Python: how to make a histogram with the same * dimensional bins

I have a dataset and want to make it a histogram. I need the boxes to be the same size, and I mean that they should contain the same number of objects, and not a more general (numpy.histogram) problem with equally spaced cells. This, of course, will depend on the width of the bins, which may and will generally differ.

I will indicate the number of desired bins and the data set, receiving instead the edges of the bins.

Example: data = numpy.array([1., 1.2, 1.3, 2.0, 2.1, 2.12]) bins_edges = somefunc(data, nbins=3) print(bins_edges) >> [1.,1.3,2.1,2.12] 

Thus, all cells contain 2 points, but their width (0.3, 0.8, 0.02) is different.

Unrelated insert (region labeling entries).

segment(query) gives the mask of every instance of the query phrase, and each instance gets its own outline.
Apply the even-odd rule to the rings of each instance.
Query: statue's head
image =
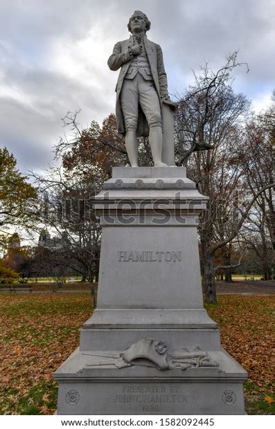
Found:
[[[128,30],[130,33],[141,33],[150,30],[151,23],[145,14],[140,10],[135,10],[129,19]]]

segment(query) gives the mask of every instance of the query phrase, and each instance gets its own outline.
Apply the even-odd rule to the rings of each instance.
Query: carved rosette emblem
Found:
[[[183,180],[179,179],[176,181],[176,187],[178,189],[181,189],[181,188],[184,188],[184,182]]]
[[[236,396],[233,390],[225,390],[222,394],[222,402],[226,405],[231,407],[236,403]]]
[[[80,395],[77,390],[69,390],[65,396],[65,401],[70,407],[75,407],[80,399]]]
[[[157,188],[158,189],[162,189],[164,187],[164,182],[163,180],[159,179],[157,181],[156,181],[156,188]]]
[[[116,180],[114,183],[114,185],[116,186],[116,188],[122,188],[123,185],[123,181],[122,181],[120,179],[118,179],[118,180]]]
[[[143,185],[144,185],[143,181],[142,181],[141,179],[139,179],[137,181],[136,181],[136,188],[142,188]]]

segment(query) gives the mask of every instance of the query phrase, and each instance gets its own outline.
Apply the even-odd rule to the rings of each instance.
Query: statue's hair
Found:
[[[151,23],[149,21],[149,19],[148,19],[148,17],[146,17],[145,14],[143,13],[143,12],[141,12],[141,10],[135,10],[134,12],[133,15],[132,15],[132,17],[130,17],[130,19],[129,19],[127,27],[128,27],[128,30],[129,30],[130,33],[132,33],[132,31],[131,31],[131,18],[136,13],[139,13],[140,15],[143,15],[143,17],[144,17],[144,21],[145,21],[145,31],[148,31],[148,30],[150,30],[150,27],[151,27]]]

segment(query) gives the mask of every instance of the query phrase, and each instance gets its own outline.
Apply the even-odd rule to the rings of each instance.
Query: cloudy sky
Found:
[[[67,111],[81,109],[83,126],[114,111],[118,72],[107,60],[129,37],[135,10],[151,21],[148,36],[163,48],[171,93],[204,61],[215,69],[238,49],[250,71],[236,71],[236,91],[257,111],[269,103],[275,0],[0,0],[0,146],[21,171],[51,162]]]

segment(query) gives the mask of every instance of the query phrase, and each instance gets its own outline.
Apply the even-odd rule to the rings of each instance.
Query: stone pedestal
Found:
[[[97,309],[55,373],[57,414],[244,414],[245,371],[203,308],[197,226],[207,197],[184,167],[114,167],[96,197]]]

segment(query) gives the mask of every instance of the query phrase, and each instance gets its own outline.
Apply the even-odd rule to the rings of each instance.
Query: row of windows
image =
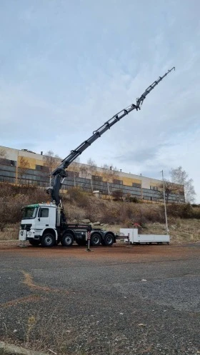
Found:
[[[16,161],[15,160],[9,160],[4,158],[0,158],[0,164],[16,166]]]
[[[136,182],[133,182],[132,184],[133,187],[138,187],[139,189],[141,188],[141,184],[137,184]]]

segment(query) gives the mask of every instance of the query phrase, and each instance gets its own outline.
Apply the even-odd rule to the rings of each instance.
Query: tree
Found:
[[[165,180],[164,181],[164,192],[166,203],[168,204],[169,199],[171,195],[174,194],[179,194],[180,191],[180,186],[179,185],[170,181],[169,180]],[[163,199],[163,183],[158,185],[158,191],[160,193],[160,198]]]
[[[45,155],[43,156],[43,161],[44,165],[48,168],[48,176],[49,178],[50,185],[51,184],[51,174],[52,171],[59,165],[61,158],[54,154],[54,151],[48,151]]]
[[[117,169],[116,167],[114,168],[112,165],[107,165],[107,164],[103,165],[103,166],[101,166],[101,169],[103,171],[103,179],[107,183],[108,193],[109,195],[110,195],[109,184],[110,183],[113,182],[113,179],[116,176]]]
[[[18,175],[19,176],[19,184],[21,184],[22,179],[30,169],[30,164],[26,158],[21,156],[18,166]]]
[[[186,201],[189,203],[194,202],[196,192],[193,185],[193,180],[192,179],[189,179],[188,174],[183,169],[182,166],[171,169],[170,175],[172,182],[184,186],[184,189],[182,189],[182,194],[184,193]],[[179,192],[181,194],[181,186]]]

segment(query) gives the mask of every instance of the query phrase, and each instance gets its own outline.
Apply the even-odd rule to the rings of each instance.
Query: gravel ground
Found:
[[[70,355],[200,354],[199,243],[7,244],[0,256],[2,340]]]

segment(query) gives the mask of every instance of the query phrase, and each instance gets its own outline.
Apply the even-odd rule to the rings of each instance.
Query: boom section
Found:
[[[64,170],[66,169],[83,151],[84,151],[91,144],[94,142],[98,138],[105,133],[108,129],[114,126],[116,122],[119,122],[123,117],[129,114],[131,111],[136,109],[136,111],[141,109],[141,106],[143,104],[144,100],[146,99],[147,95],[154,89],[154,87],[158,85],[158,84],[173,69],[175,70],[175,66],[173,66],[171,69],[169,70],[165,73],[163,76],[159,76],[157,80],[154,81],[151,85],[149,85],[145,91],[141,95],[139,99],[136,99],[136,104],[131,104],[130,106],[120,111],[114,116],[113,116],[110,119],[106,121],[101,127],[99,127],[96,131],[94,131],[92,136],[91,136],[86,141],[81,143],[76,149],[71,151],[70,154],[62,160],[61,164],[52,172],[52,175],[56,176],[58,174],[61,174],[61,176],[64,177]]]

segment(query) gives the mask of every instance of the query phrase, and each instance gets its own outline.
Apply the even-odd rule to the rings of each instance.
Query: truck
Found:
[[[46,189],[47,194],[51,196],[51,202],[31,204],[22,209],[19,235],[20,241],[29,241],[32,246],[41,244],[46,247],[56,246],[59,243],[63,246],[71,246],[75,241],[78,245],[85,245],[88,239],[94,246],[101,244],[111,246],[116,242],[117,236],[112,231],[100,228],[93,229],[86,224],[67,223],[60,196],[62,184],[67,176],[66,169],[85,149],[112,126],[133,110],[140,110],[146,96],[173,69],[175,70],[174,66],[148,86],[141,96],[136,99],[136,104],[131,104],[113,116],[61,161],[52,172],[52,186]]]

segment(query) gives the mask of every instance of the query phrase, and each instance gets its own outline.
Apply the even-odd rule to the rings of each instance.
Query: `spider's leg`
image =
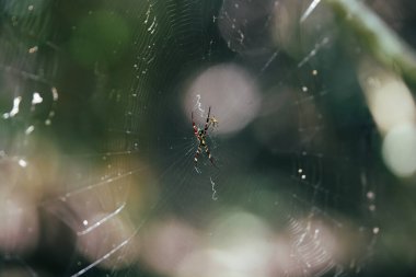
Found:
[[[204,147],[205,147],[205,153],[208,155],[209,161],[211,162],[211,164],[212,164],[213,166],[217,168],[216,163],[213,162],[213,158],[212,158],[212,155],[211,155],[211,152],[209,152],[209,148],[208,148],[208,146],[205,145]]]
[[[205,123],[205,127],[204,127],[204,135],[207,134],[207,130],[209,128],[209,125],[210,125],[210,120],[209,120],[209,115],[211,114],[211,106],[209,106],[208,108],[208,116],[207,116],[207,122]]]
[[[194,135],[198,137],[198,128],[196,127],[195,122],[194,122],[194,112],[190,112],[190,118],[192,118],[192,127],[194,128]]]

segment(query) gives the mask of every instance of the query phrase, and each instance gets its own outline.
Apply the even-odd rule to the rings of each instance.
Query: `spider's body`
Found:
[[[204,128],[199,128],[199,127],[196,126],[196,124],[194,122],[194,113],[190,113],[192,125],[193,125],[193,128],[194,128],[194,135],[195,135],[196,139],[198,140],[198,149],[196,150],[196,153],[195,153],[195,157],[194,157],[195,168],[198,164],[198,157],[203,152],[203,149],[205,150],[205,153],[207,154],[207,157],[208,157],[209,161],[211,162],[211,164],[213,166],[216,166],[216,164],[213,163],[213,159],[212,159],[211,152],[209,151],[209,148],[207,146],[207,140],[206,140],[208,128],[210,126],[213,127],[213,126],[218,125],[217,119],[215,117],[210,117],[210,113],[211,113],[211,107],[209,107],[209,109],[208,109],[208,116],[207,116],[207,120],[205,123]]]

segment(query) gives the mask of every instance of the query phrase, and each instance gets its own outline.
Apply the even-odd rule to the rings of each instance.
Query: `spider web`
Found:
[[[373,267],[392,177],[358,44],[321,1],[0,4],[0,183],[11,184],[0,195],[31,195],[23,207],[37,213],[22,224],[38,226],[38,246],[0,249],[4,273],[396,268]],[[201,153],[195,170],[190,113],[203,127],[209,106],[216,166]]]

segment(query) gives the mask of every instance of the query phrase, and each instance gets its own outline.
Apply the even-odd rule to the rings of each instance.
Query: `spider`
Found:
[[[218,120],[215,117],[210,117],[209,116],[210,113],[211,113],[211,107],[209,107],[209,109],[208,109],[208,116],[207,116],[207,120],[205,123],[204,129],[199,128],[199,127],[196,127],[195,122],[194,122],[194,113],[193,112],[190,113],[192,126],[194,128],[194,135],[195,135],[195,137],[198,140],[198,149],[196,150],[196,153],[195,153],[195,157],[194,157],[195,169],[197,169],[198,157],[203,152],[203,148],[205,149],[205,153],[208,155],[208,159],[211,162],[211,164],[213,166],[216,166],[216,164],[213,162],[213,159],[212,159],[212,155],[209,152],[209,148],[207,146],[207,140],[206,140],[208,128],[210,126],[212,126],[212,127],[218,126]]]

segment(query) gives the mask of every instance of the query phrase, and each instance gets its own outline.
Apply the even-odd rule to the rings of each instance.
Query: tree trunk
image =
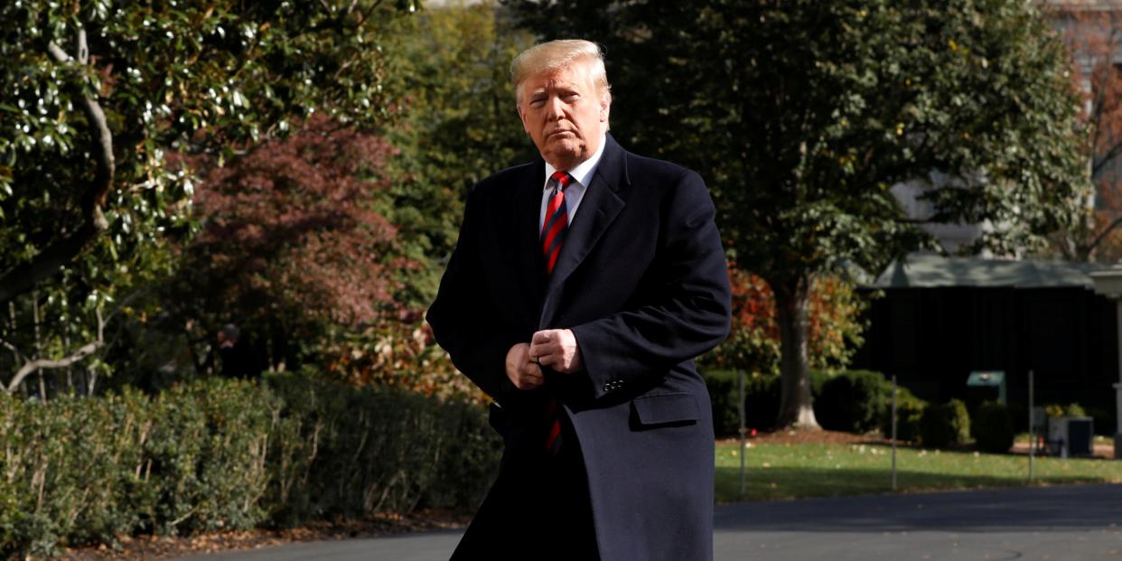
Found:
[[[771,283],[770,283],[771,284]],[[810,310],[809,276],[785,285],[772,284],[780,333],[780,398],[776,426],[819,429],[810,397],[810,359],[807,353]]]

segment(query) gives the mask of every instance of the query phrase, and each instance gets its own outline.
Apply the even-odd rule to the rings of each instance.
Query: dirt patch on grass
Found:
[[[717,444],[735,444],[738,439],[719,439]],[[854,434],[852,432],[784,429],[757,432],[748,436],[753,444],[889,444],[881,433]]]
[[[406,516],[387,514],[369,521],[320,522],[284,530],[221,532],[190,537],[120,536],[117,548],[100,545],[70,549],[62,557],[52,559],[71,561],[172,559],[197,553],[254,550],[295,542],[375,537],[425,530],[461,527],[469,519],[471,519],[471,513],[468,512],[423,511]]]

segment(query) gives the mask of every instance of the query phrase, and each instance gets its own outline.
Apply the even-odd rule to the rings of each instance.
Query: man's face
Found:
[[[576,62],[518,84],[522,127],[542,158],[565,172],[592,157],[607,130],[608,93],[592,83],[588,66]]]

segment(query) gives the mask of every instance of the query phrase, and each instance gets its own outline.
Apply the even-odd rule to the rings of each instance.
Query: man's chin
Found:
[[[549,159],[551,163],[576,163],[579,164],[587,159],[585,155],[585,149],[577,142],[550,142],[548,146],[548,154],[551,156]],[[557,164],[554,164],[557,165]]]

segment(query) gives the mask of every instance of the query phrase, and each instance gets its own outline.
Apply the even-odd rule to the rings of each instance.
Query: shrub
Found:
[[[971,417],[959,399],[928,405],[920,416],[920,442],[929,448],[947,448],[966,442]]]
[[[1078,403],[1069,403],[1067,406],[1051,404],[1045,406],[1045,415],[1049,417],[1085,417],[1087,412]]]
[[[736,408],[739,388],[735,370],[711,370],[705,373],[706,387],[712,401],[712,426],[718,436],[732,436],[739,429],[739,411]],[[745,375],[744,420],[745,425],[767,430],[775,426],[779,417],[779,376]]]
[[[1009,407],[985,402],[971,423],[971,434],[983,452],[1002,453],[1013,448],[1013,417]]]
[[[0,555],[473,505],[497,468],[500,442],[478,404],[267,381],[46,404],[0,394]]]
[[[815,416],[822,429],[866,433],[880,425],[885,397],[891,397],[892,392],[884,375],[843,370],[833,376],[819,374],[815,378],[821,379],[815,396]]]
[[[916,397],[908,388],[896,386],[896,440],[914,442],[920,440],[920,420],[927,402]],[[881,432],[892,436],[892,385],[884,396],[884,413],[881,415]]]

There are two restrictions: - if the data group is identical, then the basket containing them may be larger. - if N data and M-buffers are requested, then there will be N / M bins plus one if N% M is not 0.

This piece of code is some cool code that I wrote that worked well for small datasets. What if I have 10 ** 9 + points and you want to speed up the process?

  1 import numpy as np 2 3 def def_equbin(in_distr, binsize=None, bin_num=None): 4 5 try: 6 7 distr_size = len(in_distr) 8 9 bin_size = distr_size / bin_num 10 odd_bin_size = distr_size % bin_num 11 12 args = in_distr.argsort() 13 14 hist = np.zeros((bin_num, bin_size)) 15 16 for i in range(bin_num): 17 hist[i, :] = in_distr[args[i * bin_size: (i + 1) * bin_size]] 18 19 if odd_bin_size == 0: 20 odd_bin = None 21 bins_limits = np.arange(bin_num) * bin_size 22 bins_limits = args[bins_limits] 23 bins_limits = np.concatenate((in_distr[bins_limits], 24 [in_distr[args[-1]]])) 25 else: 26 odd_bin = in_distr[args[bin_num * bin_size:]] 27 bins_limits = np.arange(bin_num + 1) * bin_size 28 bins_limits = args[bins_limits] 29 bins_limits = in_distr[bins_limits] 30 bins_limits = np.concatenate((bins_limits, [in_distr[args[-1]]])) 31 32 return (hist, odd_bin, bins_limits) 
+8
python binning histogram spacing
source share
4 answers

Using your sample case (cells 2 points, 6 common data points):

 from scipy import stats bin_edges = stats.mstats.mquantiles(data, [0, 2./6, 4./6, 1]) >> array([1. , 1.24666667, 2.05333333, 2.12]) 
+10
source share

Update for distorted distributions:

I ran into the same problem as @astabada, wanting to create bunkers, each of which contains an equal number of samples. When applying the proposed solution @ aganders3, I found that it does not work especially well for distorted distributions. In the case of skewed data (for example, something with a whole series of zeros) stats.mstats.mquantiles for a predetermined number of quantiles does not guarantee an equal number of samples in each bin. You will get the edges of the hopper that look like this:

 [0. 0. 4. 9.] 

In this case, the first bit will be empty.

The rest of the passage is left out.